When the European trade mark came into existence in the 1990s, the law implementing it set out clearly what would happen as new countries joined the EU. It was, however, apparently inconceivable that anyone might want to leave the club, and so no provision for this was made. While a Brexit-initiated trip into the unknown potentially offers a blank sheet of paper for what comes next, the inconvenience caused by European trade mark applications and registrations ceasing to have effect in the UK may also be unavoidable.
In the event of Brexit the UK is expected to renegotiate its position with the EU. This may influence the fate of existing European trade marks, but a Brexit will not inevitably lead to the UK's exclusion from, or rejection of, the European trade mark system. European trade marks may continue to be valid in the UK - or they may not.
It would be simplest for rights holders if European trade marks continue to be valid in the UK as, at a practical level, little would change. One possibility is that the UK would continue to be part of the existing European trade mark regime, on the basis that there is no provision for automatic exclusion on exiting the EU. However, complications relating to single market principles, the probable creation of new trade barriers and a likely divergence of the UK and EU trade mark regimes (as both the UK Intellectual Property Office and the UK courts may no longer be bound by European trade mark decisions) may make the continuation of the status quo, if not quite unworkable, certainly complicated. Alternatively, the UK could decide unilaterally to continue to apply the European trade mark regulation, ie without having to apply it but opting to. This is something that has a precedent (albeit in different circumstances) in the Isle of Man, Jersey and Guernsey. But an obligation on both the UK IPO and UK courts to have to follow EU trade mark decisions could be unpopular in a post Brexit-environment.
Another possible outcome, where existing European trade marks would no longer cover the UK, would require action by rights owners to avoid the loss of rights and subsequent gaps in protection. Transitional provisions would need to be agreed that would enable the 'UK part' of an EU trade mark to be hived off into a national UK trade mark. European trade marks can already be converted into national marks, which keep the original filing date of the European application, so a similar process could be easily implementable.

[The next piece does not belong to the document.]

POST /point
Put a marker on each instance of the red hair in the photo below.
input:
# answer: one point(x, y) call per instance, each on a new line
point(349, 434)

It would mean extra expense for rights owners who want to maintain UK trade mark protection, but as current conversion costs are broadly comparable with national filing fees, the cost may not be prohibitive.
While the spectre of Brexit provides plenty of reasons to review trade mark portfolios, it is in any case good practice to conduct regular audits to ensure that registrations are valid and enforceable, and that the scope of protection properly reflects the owner's activities.

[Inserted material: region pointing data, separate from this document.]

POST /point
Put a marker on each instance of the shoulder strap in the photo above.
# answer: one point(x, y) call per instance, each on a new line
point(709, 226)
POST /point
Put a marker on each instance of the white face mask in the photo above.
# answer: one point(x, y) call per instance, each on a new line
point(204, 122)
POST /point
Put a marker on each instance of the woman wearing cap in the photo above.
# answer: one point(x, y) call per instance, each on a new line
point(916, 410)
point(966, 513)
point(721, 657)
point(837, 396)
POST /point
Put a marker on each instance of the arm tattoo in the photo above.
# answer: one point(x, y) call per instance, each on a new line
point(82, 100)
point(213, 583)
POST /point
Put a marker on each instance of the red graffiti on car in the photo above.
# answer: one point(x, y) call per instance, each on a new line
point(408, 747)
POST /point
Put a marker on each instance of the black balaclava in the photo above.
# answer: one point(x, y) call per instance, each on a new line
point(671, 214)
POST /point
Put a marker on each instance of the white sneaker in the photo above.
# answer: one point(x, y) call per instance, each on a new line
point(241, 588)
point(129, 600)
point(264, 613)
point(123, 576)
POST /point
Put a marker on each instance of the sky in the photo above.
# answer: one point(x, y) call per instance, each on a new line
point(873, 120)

Something that can catch trade mark owners unawares is the use requirement. If a registered trade mark hasn't been used commercially in the country of registration within a defined period – usually five years from the grant of registration - then that registration will be vulnerable to non-use cancellation. It is unfortunately not unusual for a trade mark owner to find itself in the position of needing to enforce a registered trade mark against a would-be infringer, only to find that, as the trade mark has not been used, it is not effectively unenforceable. European trade mark rights have an additional vulnerability due to the requirement that the mark be used in a 'significant' part of the community: one member state is not enough. A European trade mark that is only used in the UK is therefore vulnerable to cancellation, and trade mark owners should ensure that, particularly for geographically limited trade marks, national protection is also in place in the primary markets.

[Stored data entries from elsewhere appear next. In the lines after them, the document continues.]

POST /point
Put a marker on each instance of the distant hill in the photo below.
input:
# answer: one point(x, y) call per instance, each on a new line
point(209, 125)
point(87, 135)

We recommend that all trade mark owners review their trade mark protection regularly to ensure that it reflects current use. Rather than waiting to see what happens next, take the opportunity now to scrutinise your registrations, particularly the European trade marks: was registration granted before June 2011, and if so, is the mark being used commercially? Where is it being used: is it genuinely 'European' or it is really a national trade mark?